La matrice BCG rappresenta gli stessi concetti ma sostituisce la posizione competitiva con la quota di mercato relativa e la “attrattività del settore” diventa il tasso di crescita del settore / mercato. Sull’asse delle ordinate viene riportato un tasso annuo di crescita del mercato/settore relativo al prodotto/business unit. I valori vanno dallo 0% al 20%: un tasso di sviluppo del mercato superiore al 10% è solitamente considerato elevato. I quadranti distinguono Question Marks, Stars, Cash Cows e Dogs.

Crescita mercato Alta STARS

Mercato ad alto tasso di crescita in un cui l’azienda deve impegnare ingenti mezzi finanziari per far fronte allo sviluppo del mercato e arginare eventuali azioni della concorrenza.

QUESTION MARKS:

Attività / prodotti che si trovano in un mercato ad alto tasso di espansione, ma con una bassa quota di mercato relativa e presentano un elevato fabbisogno finanziario. L’azienda deve infatti adeguare la propria capacità produttiva e ridurre le distanze rispetto ai leader.

Bassa CASH COW

Mercato che precedentemente era una Star e ora si sviluppa a un tasso annuo inferiore al 10%. I prodotti in questo mercato generano liquidità e non richiedono particolari investimenti, poiché il mercato non è molto attrattivo per eventuali concorrenti.
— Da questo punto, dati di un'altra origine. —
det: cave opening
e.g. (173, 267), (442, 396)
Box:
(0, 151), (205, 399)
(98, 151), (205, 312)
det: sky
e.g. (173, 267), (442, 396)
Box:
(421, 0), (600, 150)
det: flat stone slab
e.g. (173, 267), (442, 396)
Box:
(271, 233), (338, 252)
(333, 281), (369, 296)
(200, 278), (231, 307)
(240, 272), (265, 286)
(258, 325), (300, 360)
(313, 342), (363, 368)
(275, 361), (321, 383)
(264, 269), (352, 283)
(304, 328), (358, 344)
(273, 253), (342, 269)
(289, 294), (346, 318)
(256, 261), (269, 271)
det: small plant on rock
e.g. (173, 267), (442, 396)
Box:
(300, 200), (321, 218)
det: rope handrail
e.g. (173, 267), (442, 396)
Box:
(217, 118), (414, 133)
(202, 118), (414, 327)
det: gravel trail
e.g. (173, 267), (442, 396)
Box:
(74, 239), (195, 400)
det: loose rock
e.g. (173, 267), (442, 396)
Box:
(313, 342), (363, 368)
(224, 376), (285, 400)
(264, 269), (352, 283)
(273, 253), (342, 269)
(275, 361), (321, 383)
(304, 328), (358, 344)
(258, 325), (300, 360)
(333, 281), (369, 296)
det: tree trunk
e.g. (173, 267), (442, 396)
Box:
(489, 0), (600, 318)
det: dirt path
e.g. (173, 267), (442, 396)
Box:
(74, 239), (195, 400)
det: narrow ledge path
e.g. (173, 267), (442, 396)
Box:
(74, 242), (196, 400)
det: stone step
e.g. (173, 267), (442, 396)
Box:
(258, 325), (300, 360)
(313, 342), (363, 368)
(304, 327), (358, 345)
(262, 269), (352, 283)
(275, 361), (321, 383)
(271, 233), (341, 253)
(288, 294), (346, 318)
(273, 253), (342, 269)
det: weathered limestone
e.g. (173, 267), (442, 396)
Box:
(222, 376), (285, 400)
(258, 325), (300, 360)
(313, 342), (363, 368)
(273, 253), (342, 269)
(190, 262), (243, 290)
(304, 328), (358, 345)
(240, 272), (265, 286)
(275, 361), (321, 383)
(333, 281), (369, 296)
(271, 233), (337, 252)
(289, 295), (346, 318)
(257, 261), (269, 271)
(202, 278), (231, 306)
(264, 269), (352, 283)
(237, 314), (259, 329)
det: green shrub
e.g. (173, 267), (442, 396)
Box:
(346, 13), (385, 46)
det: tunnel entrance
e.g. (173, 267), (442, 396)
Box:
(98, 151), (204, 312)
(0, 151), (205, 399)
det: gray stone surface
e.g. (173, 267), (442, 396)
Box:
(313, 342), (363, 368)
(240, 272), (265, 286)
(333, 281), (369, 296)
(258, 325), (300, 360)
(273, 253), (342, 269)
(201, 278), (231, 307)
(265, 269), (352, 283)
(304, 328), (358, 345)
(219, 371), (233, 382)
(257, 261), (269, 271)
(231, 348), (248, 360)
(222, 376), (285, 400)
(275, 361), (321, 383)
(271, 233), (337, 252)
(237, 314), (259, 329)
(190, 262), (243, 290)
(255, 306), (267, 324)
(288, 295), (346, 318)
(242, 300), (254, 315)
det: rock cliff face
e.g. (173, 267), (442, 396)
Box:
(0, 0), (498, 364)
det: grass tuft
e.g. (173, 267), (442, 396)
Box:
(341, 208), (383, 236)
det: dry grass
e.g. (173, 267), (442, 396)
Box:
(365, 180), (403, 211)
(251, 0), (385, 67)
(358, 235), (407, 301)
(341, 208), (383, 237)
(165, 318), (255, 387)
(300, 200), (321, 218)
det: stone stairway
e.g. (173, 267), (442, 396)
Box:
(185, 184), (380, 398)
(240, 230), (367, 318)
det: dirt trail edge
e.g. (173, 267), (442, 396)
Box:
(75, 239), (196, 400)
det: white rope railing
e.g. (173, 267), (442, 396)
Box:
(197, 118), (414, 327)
L’approccio BCG suggerisce di utilizzare i prodotti Cash Cow per far fronte ai fabbisogni immediati e sostenere le restanti attività, in particolare le Star e i Question Mark.

DOGS

Si tratta dei prodotti / attività che potrebbero essere dismessi in quanto hanno una bassa quota di mercato relativa in mercati a basso tasso di sviluppo.

Alta Bassa
Quota di mercato

Per rendere maggiormente efficace l’analisi BCG può essere utile rappresentare i prodotti / business unit anche attraverso un’ulteriore dimensione data dalla grandezza della bolla.